When operational, 130 turbines in Nantucket Sound are projected to produce more than 360 MW of electricity, enough to supply most of the needs for Cape Cod, Nantucket and Martha’s Vineyard. It will also create roughly 400 construction jobs and 50 operations jobs. Cape Wind’s web-site notes that there are now 64 offshore wind farms operating in Europe, employing 58,000 people and that Denmark obtains almost 30 percent of its electricity from windpower.

According to company spokesperson Mark Rodgers,  the Cape Wind development is financing 101 wind turbines under power purchase agreements (PPAs), having sold 77.5 percent of its output to  National Grid and NSTAR. As soon as it finds a buyer for the rest of its power - about 29 turbines  - it will finance these remaining turbines.  "Our goal is to complete project financing by the end of this year," Rodgers says.

As reported by North American Windpower, executive director at the DOE's loan programs office (LPO) Peter Davidson commented via a DOE blog, "By working with the industry, the department has helped drive down the cost of onshore wind in the U.S. by about 90 percent since the early 1980s". He continues, “Today, onshore wind can power 15.5 million American homes and drives annual investment of $25 billion. We hope to replicate that success with offshore wind."
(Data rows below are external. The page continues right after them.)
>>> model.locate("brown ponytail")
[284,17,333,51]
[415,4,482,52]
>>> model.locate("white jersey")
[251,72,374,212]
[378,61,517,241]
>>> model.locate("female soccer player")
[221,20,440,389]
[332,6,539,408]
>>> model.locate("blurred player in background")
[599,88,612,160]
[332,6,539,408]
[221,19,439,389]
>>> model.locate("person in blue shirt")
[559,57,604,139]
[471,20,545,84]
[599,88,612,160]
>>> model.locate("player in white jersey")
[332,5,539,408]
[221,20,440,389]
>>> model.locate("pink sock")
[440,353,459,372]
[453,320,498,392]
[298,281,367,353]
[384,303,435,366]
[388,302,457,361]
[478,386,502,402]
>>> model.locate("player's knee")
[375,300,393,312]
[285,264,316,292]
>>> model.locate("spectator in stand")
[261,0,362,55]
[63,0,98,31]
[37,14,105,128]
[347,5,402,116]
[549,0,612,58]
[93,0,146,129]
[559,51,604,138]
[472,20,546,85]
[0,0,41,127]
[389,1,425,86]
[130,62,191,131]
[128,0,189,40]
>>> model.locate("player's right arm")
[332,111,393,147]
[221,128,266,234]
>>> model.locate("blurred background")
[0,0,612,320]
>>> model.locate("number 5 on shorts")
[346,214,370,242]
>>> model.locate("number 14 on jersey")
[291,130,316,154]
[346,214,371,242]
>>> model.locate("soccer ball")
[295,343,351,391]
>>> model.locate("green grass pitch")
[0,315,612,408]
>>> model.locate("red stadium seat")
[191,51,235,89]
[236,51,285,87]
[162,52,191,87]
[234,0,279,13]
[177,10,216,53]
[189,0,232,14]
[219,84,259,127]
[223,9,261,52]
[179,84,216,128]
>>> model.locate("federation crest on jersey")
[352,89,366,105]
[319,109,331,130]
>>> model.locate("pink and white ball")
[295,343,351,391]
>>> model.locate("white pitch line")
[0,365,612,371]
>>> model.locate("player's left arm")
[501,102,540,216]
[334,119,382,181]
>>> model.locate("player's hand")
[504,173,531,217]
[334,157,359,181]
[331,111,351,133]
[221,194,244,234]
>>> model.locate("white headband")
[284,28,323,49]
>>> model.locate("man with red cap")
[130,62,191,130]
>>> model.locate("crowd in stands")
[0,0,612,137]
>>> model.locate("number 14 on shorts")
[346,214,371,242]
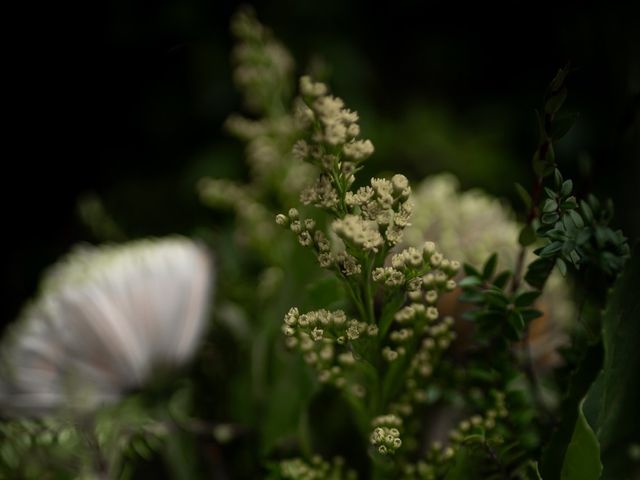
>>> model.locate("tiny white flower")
[0,237,213,414]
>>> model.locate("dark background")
[0,0,640,324]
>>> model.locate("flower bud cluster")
[369,414,402,455]
[276,208,362,277]
[231,8,294,113]
[345,175,413,246]
[449,392,509,447]
[292,76,374,213]
[282,307,378,397]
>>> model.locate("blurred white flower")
[0,237,213,414]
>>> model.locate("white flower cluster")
[282,307,378,397]
[345,175,413,247]
[293,76,374,214]
[231,7,295,113]
[276,208,362,277]
[0,237,213,414]
[369,414,402,455]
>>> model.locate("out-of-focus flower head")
[0,237,213,414]
[404,174,573,366]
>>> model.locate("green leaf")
[458,276,482,288]
[482,253,498,280]
[507,310,524,338]
[519,308,543,322]
[540,343,602,480]
[560,401,602,480]
[542,198,558,213]
[538,241,563,257]
[587,248,640,480]
[518,224,538,247]
[515,290,542,307]
[549,63,570,92]
[445,446,482,480]
[544,88,567,115]
[556,258,567,277]
[493,270,511,290]
[462,263,480,277]
[553,168,564,190]
[569,210,584,228]
[524,258,555,290]
[580,200,593,223]
[560,179,573,198]
[515,182,533,210]
[551,113,580,142]
[540,212,560,225]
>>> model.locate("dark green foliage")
[460,254,541,343]
[587,248,640,480]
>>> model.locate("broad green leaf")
[540,342,602,480]
[587,248,640,480]
[560,401,602,480]
[515,183,532,210]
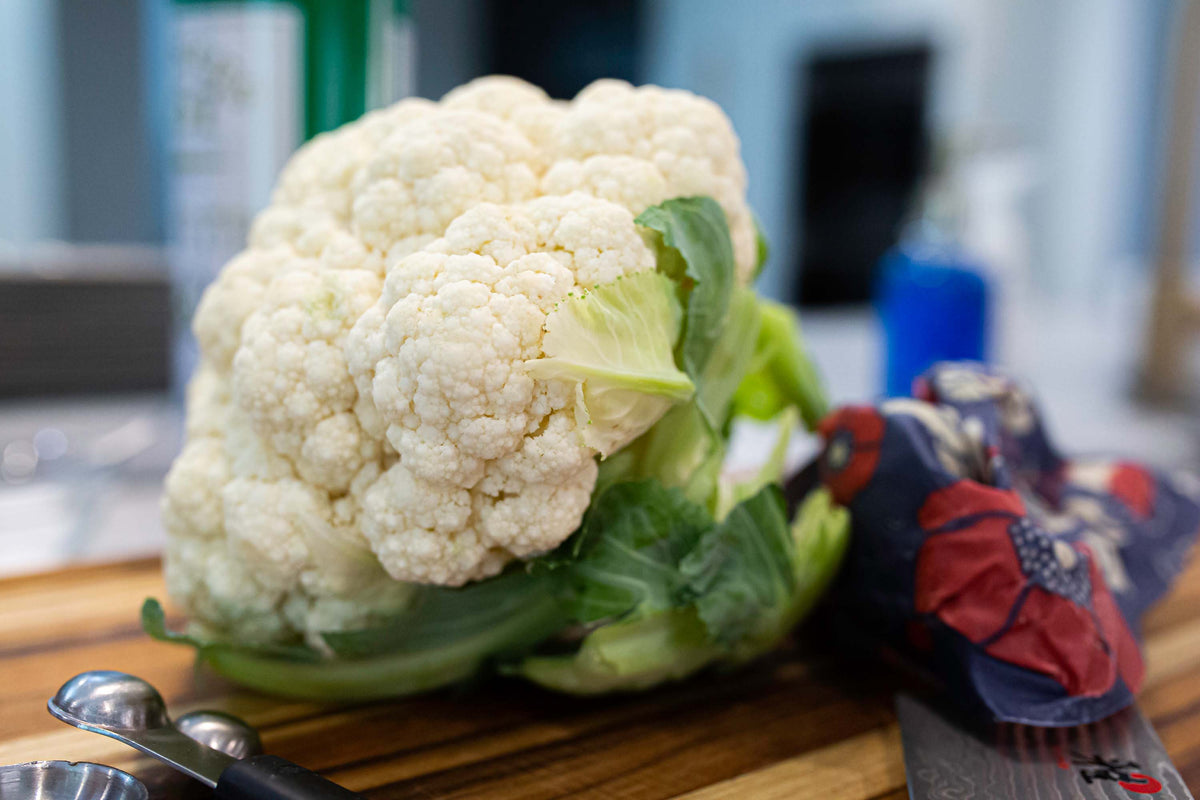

Meanwhile, Vestas (Aarhus, Denmark) announced that Knud Bjarne Hansen, board member elected by the employees, has announced that he will retire from the Board of Directors of Vestas Wind Systems A/S as of 1 July 2014 in order to dedicate all of his efforts to supporting Vestas’ new joint venture:  MHI Vestas Offshore Wind A/S.

Finally, in a new report called BNEF 2030 Market Outlook, Bloomberg New Energy Finance (BNEF, London, UK) forecasts $7.7 trillion to be invested globally in new power generating capacity by 2030, with 66 percnet of that going to renewable technologies including hydro. BNEF reports out of the $5.1 trillion to be spent on renewables, Asia-Pacific will account for $2.5 trillion, the Americas $816 billion, Europe $967 billion and the rest of the world, including the Middle East and Africa, $818 billion.

 “Two striking conclusions from our research,” says Michel DiCapua, head of Americas analysis for BNEF, “First, wind and solar will win bigger and bigger shares of the investment in new capacity as their technology costs go on falling; second, coal will be in rapid retreat.”